Let each other evolve. Who you both were on the first day you met is worlds apart from who you each are now. Whether intentionally or unintentionally, your likes, dislikes, strengths and general preferences will change overtime. This is not something you should resist, it is an incentive to remain curious about each other as time moves forward. There is always more you can learn about each other. The ways you like to receive support will also morph overtime. Your individual evolution will spur on the evolution of your relationship. What the two of you find funny, how you like to enjoy rest, what you like to learn together, the places you like to visit, how you view the world – all of these will change over time.
You are more than partners, you are also best friends and roommates. Expanding your idea of the roles you play in each other’s lives can be beneficial. My wife is not only the love of my life, she is also my best friend. We enjoy telling each other everything and we face the world as a team. Sharing our living space by default makes us roommates, a big part of our relationship is mutually creating a space that feels like home to the both of us. Your partner is not only the person you share many laughs with, they are also the primary person you plan with so that you can properly face any challenges that arise. Seeing each other as playing a multifaceted role is not about codependency, it is simply acknowledging the fact that any relationship between two people is dynamic.

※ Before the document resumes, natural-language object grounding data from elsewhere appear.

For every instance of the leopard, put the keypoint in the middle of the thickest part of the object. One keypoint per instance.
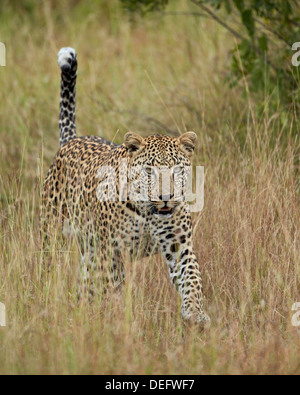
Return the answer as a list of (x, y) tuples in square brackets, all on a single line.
[(110, 224)]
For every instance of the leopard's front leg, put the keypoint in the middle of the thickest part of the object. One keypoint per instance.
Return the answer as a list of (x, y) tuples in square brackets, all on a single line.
[(177, 248)]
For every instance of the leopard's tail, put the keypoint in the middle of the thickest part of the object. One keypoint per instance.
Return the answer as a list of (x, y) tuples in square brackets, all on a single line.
[(67, 60)]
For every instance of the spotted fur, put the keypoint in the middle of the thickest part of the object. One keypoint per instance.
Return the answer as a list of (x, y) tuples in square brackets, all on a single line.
[(110, 230)]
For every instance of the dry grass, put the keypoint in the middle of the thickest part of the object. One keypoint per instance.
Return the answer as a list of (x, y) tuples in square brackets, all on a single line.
[(247, 237)]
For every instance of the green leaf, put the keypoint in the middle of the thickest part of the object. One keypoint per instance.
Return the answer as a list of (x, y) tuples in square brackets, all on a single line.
[(239, 5), (248, 21)]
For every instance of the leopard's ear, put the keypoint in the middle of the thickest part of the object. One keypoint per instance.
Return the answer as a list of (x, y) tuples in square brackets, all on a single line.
[(133, 142), (187, 143)]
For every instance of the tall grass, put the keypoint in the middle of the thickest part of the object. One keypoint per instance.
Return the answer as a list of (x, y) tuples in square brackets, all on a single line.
[(164, 73)]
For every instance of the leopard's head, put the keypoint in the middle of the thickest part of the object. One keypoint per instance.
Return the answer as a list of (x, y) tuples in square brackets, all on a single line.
[(157, 171)]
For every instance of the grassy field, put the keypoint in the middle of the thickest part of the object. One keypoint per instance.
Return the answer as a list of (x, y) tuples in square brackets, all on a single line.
[(153, 75)]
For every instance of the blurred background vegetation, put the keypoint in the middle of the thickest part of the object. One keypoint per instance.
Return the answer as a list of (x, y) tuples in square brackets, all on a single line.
[(220, 68)]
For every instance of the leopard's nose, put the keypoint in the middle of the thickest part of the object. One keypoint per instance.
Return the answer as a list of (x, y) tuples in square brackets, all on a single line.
[(166, 198)]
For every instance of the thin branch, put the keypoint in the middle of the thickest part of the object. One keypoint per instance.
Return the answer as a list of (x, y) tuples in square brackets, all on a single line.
[(198, 14)]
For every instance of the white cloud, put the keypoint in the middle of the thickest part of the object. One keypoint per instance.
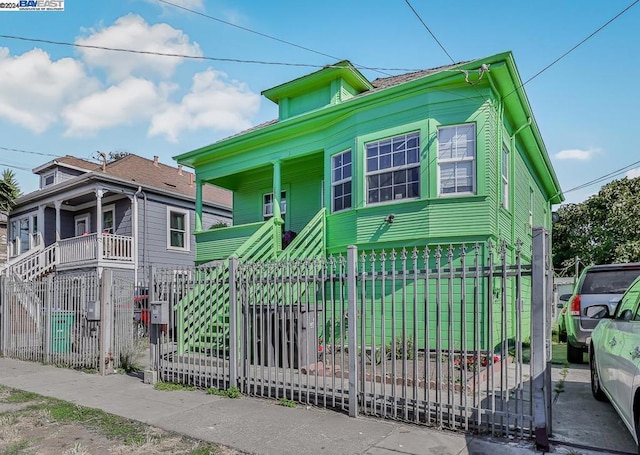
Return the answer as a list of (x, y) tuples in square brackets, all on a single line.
[(133, 100), (191, 4), (212, 103), (133, 32), (34, 88), (575, 154), (633, 173)]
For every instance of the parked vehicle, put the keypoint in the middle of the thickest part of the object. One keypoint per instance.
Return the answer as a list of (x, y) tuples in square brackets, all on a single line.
[(614, 356), (562, 325), (597, 285)]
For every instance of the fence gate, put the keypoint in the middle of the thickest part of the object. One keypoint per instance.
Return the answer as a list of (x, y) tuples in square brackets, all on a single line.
[(451, 336), (61, 319)]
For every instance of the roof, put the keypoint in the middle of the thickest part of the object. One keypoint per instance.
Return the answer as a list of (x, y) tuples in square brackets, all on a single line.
[(377, 84), (142, 172), (503, 78), (168, 178), (67, 161)]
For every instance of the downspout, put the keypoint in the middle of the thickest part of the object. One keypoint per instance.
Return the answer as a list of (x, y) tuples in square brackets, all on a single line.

The truth brings you close together. Lies always create distance. If you really want to feel like a team and elevate your connection, you have to be honest with each other. Honesty is sometimes difficult to give, but giving it in a compassionate manner helps. Receiving honesty is also difficult, but it is better than living in a house of lies. Once you open the door to honesty, there may still be much to resolve and talk over, but in time, if that door stays open, you both will feel a new level of confidence in your relationship. You will both know that you are committed to each other and that your communication is strengthening. There is a sense of freedom and lightness that you will each feel when you know that the truth is welcomed in your relationship.